As required by “HIPAA”, I have prepared this explanation of the requirements regarding the privacy of your health information, and the use and disclosure of your health information. I am required by law to maintain the privacy of your protected health information and to provide you with notice of my legal duties and privacy practices with respect to protected health information. This notice describes my policies related to the use and disclosure of your healthcare information.
This notice is effective June 2003 and I am required to abide by the terms of the Notice of Privacy Practices and Client Rights currently in effect.

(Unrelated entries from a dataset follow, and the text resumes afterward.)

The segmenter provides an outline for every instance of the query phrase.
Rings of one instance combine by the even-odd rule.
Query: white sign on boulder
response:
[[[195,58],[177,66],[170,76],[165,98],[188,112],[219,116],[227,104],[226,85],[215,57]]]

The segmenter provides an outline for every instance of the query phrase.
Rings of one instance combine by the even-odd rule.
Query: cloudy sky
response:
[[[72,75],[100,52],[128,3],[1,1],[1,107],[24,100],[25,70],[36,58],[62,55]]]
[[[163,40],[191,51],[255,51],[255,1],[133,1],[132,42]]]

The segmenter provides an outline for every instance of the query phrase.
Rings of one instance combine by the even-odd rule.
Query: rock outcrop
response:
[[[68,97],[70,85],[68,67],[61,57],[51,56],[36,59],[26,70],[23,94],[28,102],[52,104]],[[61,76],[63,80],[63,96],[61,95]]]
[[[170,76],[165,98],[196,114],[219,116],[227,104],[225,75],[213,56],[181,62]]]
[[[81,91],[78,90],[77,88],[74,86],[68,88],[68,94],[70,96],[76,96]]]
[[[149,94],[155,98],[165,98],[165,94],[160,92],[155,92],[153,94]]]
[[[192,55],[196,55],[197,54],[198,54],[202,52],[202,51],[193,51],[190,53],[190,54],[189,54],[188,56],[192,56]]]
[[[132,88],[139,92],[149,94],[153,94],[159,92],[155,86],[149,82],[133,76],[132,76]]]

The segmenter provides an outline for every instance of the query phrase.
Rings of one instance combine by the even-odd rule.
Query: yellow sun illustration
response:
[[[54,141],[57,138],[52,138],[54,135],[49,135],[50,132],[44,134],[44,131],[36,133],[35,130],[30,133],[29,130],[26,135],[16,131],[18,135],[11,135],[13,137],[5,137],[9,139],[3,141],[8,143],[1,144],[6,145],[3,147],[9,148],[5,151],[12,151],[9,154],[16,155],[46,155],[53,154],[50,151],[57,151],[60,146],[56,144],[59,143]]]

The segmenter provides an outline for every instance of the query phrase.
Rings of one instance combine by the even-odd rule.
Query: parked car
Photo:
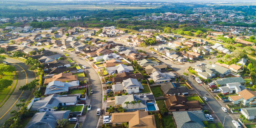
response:
[[[88,105],[88,107],[87,108],[87,110],[88,111],[91,110],[91,108],[92,108],[92,105]]]
[[[222,100],[222,102],[224,102],[224,103],[226,103],[226,102],[230,102],[230,100],[227,100],[227,99],[223,99],[223,100]]]
[[[213,93],[218,92],[219,92],[219,91],[216,89],[213,89],[212,90],[212,92]]]
[[[4,62],[4,64],[5,65],[7,65],[9,64],[9,63],[8,63],[7,62]]]
[[[76,118],[73,117],[68,119],[68,121],[70,122],[77,121],[77,119]]]
[[[86,104],[86,102],[85,101],[79,101],[77,102],[77,103],[76,104]]]
[[[205,116],[206,116],[206,117],[212,117],[212,115],[210,115],[208,114],[205,114]]]
[[[100,115],[100,108],[97,109],[97,112],[96,112],[96,115],[99,116]]]
[[[111,122],[111,120],[103,120],[103,124],[109,124]]]
[[[112,83],[112,81],[108,81],[107,82],[106,82],[106,84],[110,84]]]
[[[208,99],[207,99],[207,98],[206,98],[206,97],[203,97],[203,98],[204,98],[204,100],[208,101]]]

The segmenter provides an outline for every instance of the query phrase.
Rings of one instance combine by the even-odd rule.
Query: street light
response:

I will only release information in accordance with state and federal laws and the ethics of the counseling profession. I reserve the right to change the terms of our Notice of Privacy Practices and to make the new notice provisions effective for all protected health information that I maintain. You may request a written copy of a revised Notice of Privacy Practices from this office.
Providing treatment services, collecting payment and conducting healthcare operations are necessary activities for quality care. State and federal laws allow the use and disclosure of your health information for these purposes.
• Treatment means providing, coordinating, or managing care, including consultations and referrals with other health providers.
• Payment means such activities verifying insurance or other coverage, processing claims, and collecting fees.
• Health care operations include the business aspects of running this practice, review of counseling methods, training, and compliance with licensing and certification activities.
As required by law, other uses and disclosures of information without your consent include: mandated reporting, emergencies, criminal damage, and appointment scheduling.
I may also create and distribute de-identified health information by removing all references to individually identified information.
I may contact you to provide appointment reminders of information about treatment alternatives or other health-related benefits and services that may be of interest to you.
CLIENTS RIGHTS
Under stated and federal law, you have the following rights with respect to your protected health information, which you can exercise by presenting a written request. You have the right to:
• Request where I contact you (home, work, cell phone or other location),
• Release your medical records. Any other uses and disclosures, other than those identified in the Notice of Privacy Practices, will be made only with your written authorization. You may revoke such authorization in writing, and the counselor is required to honor and abide by that written request, except to the extent that actions have been taken in reliance on previous authorization.
• Inspect and copy your protected health information. This request may be denied by the therapist.
• The right to amend your protected health information. This request may be denied by the therapist. If denied, you have the right to file a disagreement statement in the file. An amendment request must be in writing.
• Receive an accounting of disclosures of protected health information, with the exception of: disclosures for treatment, payment or health care operations; disclosure pursuant to a signed release; disclosure made to the client; disclosure for national security or law enforcement
• Request restrictions on uses and disclosures of your healthcare information. This request must be in writing.
• Obtain a paper copy of this notice.
You have recourse if you feel that your privacy protections have been violated. Please contact me first if you have a complaint. If not satisfied, you have the right to file a complaint with the Department of Health & Human Services, Office of Civil Rights, about violations of the provisions of this notice or the policies and procedures in this office. There will be no retaliation against you for filing a complaint.